Actual causes: two examples using the updated Halpern-Pearl definition

Halpern (2015) provides three variants of the Halpern-Pearl definitions of actual causation. I’m trying to get my head around the formalism, which is elegant, concise, and precise, but tedious to use in practice, so I wrote an R script to do the sums. This blog post is not self-contained – you will need to read the original paper for an introduction to the model.

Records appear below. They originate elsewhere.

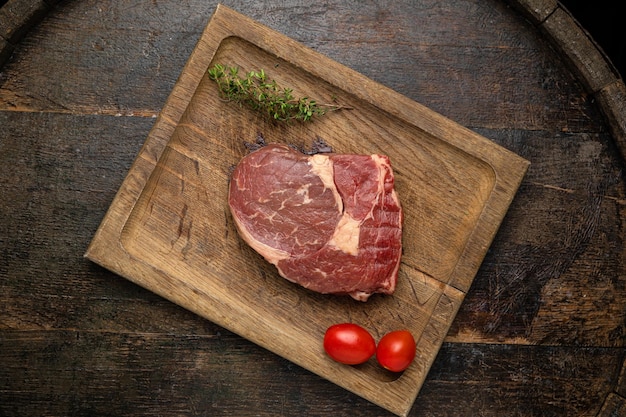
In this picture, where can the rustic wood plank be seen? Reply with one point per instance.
(614, 405)
(558, 201)
(576, 46)
(17, 17)
(81, 372)
(536, 10)
(137, 71)
(612, 100)
(512, 306)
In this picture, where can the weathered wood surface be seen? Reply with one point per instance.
(541, 331)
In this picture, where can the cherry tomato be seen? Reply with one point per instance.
(349, 343)
(396, 350)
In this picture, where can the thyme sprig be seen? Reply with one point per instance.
(255, 90)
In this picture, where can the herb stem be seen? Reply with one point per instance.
(256, 91)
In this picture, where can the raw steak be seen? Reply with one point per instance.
(331, 223)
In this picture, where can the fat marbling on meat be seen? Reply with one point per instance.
(329, 222)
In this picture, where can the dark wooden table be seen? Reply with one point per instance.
(542, 330)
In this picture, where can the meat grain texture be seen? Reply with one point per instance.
(329, 222)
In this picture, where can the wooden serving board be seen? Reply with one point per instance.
(169, 228)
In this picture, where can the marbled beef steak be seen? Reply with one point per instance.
(329, 222)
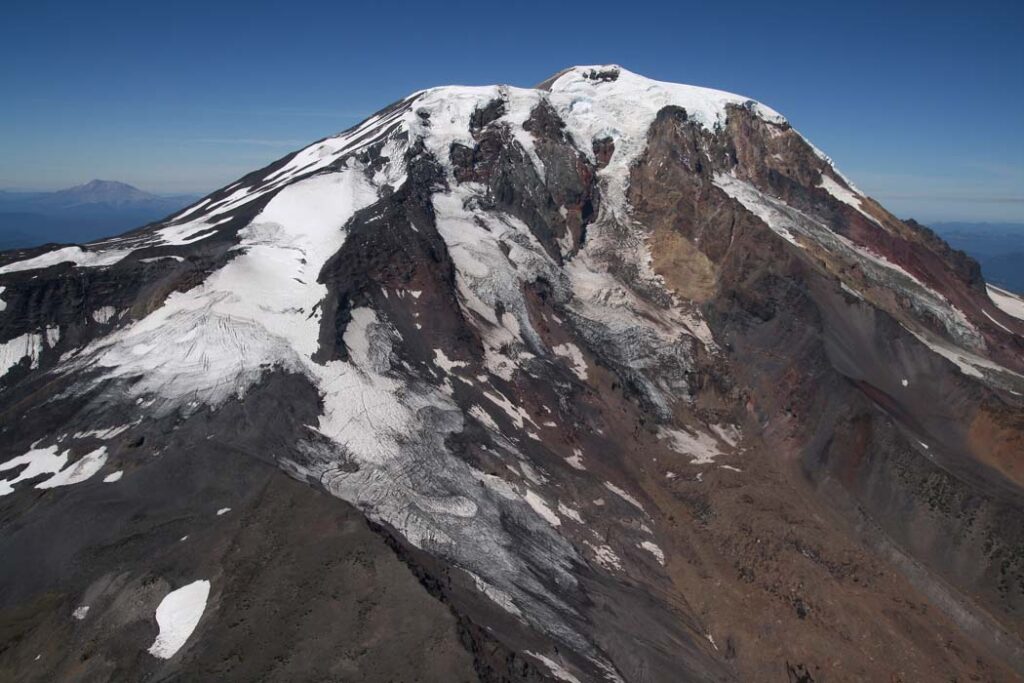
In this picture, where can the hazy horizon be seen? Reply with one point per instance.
(187, 98)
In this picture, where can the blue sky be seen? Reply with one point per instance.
(921, 103)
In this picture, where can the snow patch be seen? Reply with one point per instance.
(700, 447)
(75, 255)
(177, 615)
(1007, 301)
(103, 314)
(541, 507)
(574, 355)
(625, 496)
(576, 460)
(556, 669)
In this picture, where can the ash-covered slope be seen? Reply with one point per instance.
(629, 382)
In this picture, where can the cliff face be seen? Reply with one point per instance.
(626, 380)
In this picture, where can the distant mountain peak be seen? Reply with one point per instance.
(103, 191)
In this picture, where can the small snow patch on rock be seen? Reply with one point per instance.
(177, 615)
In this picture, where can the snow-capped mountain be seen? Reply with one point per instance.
(609, 379)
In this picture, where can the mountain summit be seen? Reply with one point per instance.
(605, 380)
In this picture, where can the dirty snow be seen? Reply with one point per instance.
(103, 313)
(654, 550)
(76, 255)
(78, 472)
(1007, 301)
(574, 355)
(625, 496)
(702, 449)
(556, 669)
(541, 507)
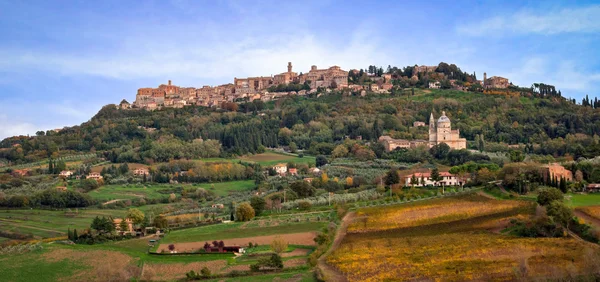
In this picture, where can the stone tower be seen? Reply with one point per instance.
(443, 128)
(432, 130)
(484, 78)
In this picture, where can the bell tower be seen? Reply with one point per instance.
(432, 130)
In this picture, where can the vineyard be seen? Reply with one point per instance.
(462, 256)
(66, 159)
(593, 211)
(456, 238)
(436, 211)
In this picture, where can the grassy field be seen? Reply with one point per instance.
(272, 158)
(580, 200)
(225, 188)
(434, 211)
(133, 191)
(120, 261)
(49, 224)
(233, 230)
(159, 191)
(463, 248)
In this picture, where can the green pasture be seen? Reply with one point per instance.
(233, 230)
(225, 188)
(48, 224)
(580, 200)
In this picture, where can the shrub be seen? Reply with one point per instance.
(279, 245)
(304, 205)
(205, 272)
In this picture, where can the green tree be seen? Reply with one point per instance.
(279, 245)
(435, 175)
(244, 212)
(303, 189)
(136, 216)
(320, 161)
(391, 177)
(549, 195)
(560, 212)
(123, 226)
(293, 147)
(258, 204)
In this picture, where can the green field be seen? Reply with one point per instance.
(133, 191)
(48, 224)
(233, 230)
(273, 158)
(224, 188)
(580, 200)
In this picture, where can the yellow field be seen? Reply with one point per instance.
(461, 256)
(435, 211)
(456, 239)
(593, 211)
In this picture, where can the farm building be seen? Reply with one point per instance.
(424, 179)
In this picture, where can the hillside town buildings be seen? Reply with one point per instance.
(249, 89)
(424, 179)
(242, 89)
(440, 131)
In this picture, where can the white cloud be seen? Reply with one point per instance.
(564, 74)
(12, 128)
(566, 20)
(199, 59)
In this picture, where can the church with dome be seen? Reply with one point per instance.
(440, 131)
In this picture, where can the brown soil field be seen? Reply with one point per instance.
(105, 265)
(305, 238)
(267, 157)
(131, 166)
(175, 271)
(296, 253)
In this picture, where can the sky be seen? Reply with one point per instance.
(61, 61)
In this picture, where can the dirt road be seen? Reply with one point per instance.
(329, 272)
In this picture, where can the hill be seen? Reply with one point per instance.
(550, 125)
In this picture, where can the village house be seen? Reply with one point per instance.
(314, 170)
(556, 171)
(94, 175)
(117, 223)
(593, 187)
(442, 132)
(424, 179)
(280, 169)
(65, 173)
(141, 171)
(435, 85)
(495, 82)
(21, 172)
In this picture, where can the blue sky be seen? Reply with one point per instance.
(61, 61)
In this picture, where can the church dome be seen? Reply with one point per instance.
(443, 118)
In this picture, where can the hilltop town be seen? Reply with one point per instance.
(266, 88)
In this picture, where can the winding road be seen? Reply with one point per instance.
(329, 272)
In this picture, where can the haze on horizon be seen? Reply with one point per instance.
(61, 62)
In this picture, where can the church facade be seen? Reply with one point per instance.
(440, 131)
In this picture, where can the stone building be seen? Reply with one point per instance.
(441, 132)
(391, 144)
(325, 77)
(495, 82)
(556, 171)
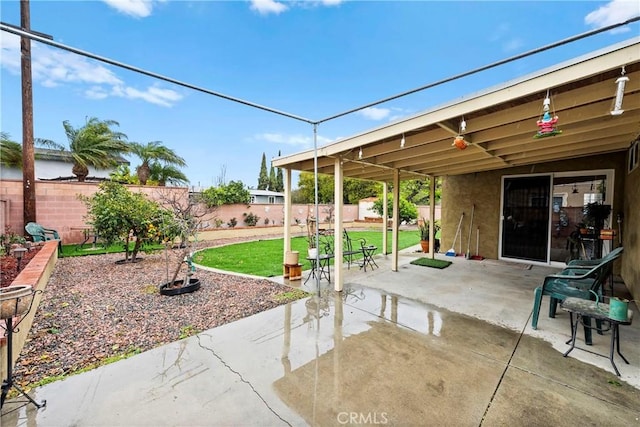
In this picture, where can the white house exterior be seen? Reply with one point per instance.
(266, 197)
(52, 164)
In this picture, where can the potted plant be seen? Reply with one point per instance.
(312, 244)
(181, 219)
(423, 229)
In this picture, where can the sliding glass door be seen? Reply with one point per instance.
(525, 217)
(541, 215)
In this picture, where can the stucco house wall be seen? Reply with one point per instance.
(53, 164)
(484, 190)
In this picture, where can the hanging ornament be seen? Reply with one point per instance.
(547, 122)
(459, 141)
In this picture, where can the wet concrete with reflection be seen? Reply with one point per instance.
(360, 357)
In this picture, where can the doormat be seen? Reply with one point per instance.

However, it works through two examples, which may help if you’re also struggling with the paper.

The second (“updated”) definition of an actual cause asserts that \(\vec{A} = \vec{a}\) is a cause of \(\varphi\) in \((M,\vec{u})\) iff the following conditions hold:

AC1 \((M,\vec{u}) \models (\vec{A} =\vec{a}) \land \varphi\).

This says, if \(\vec{A} = \vec{a}\) is an actual cause of \(\varphi\) then they both hold in the actual world, \((M,\vec{u})\). Note, for this condition, we are just having a look at the model and not doing anything to it.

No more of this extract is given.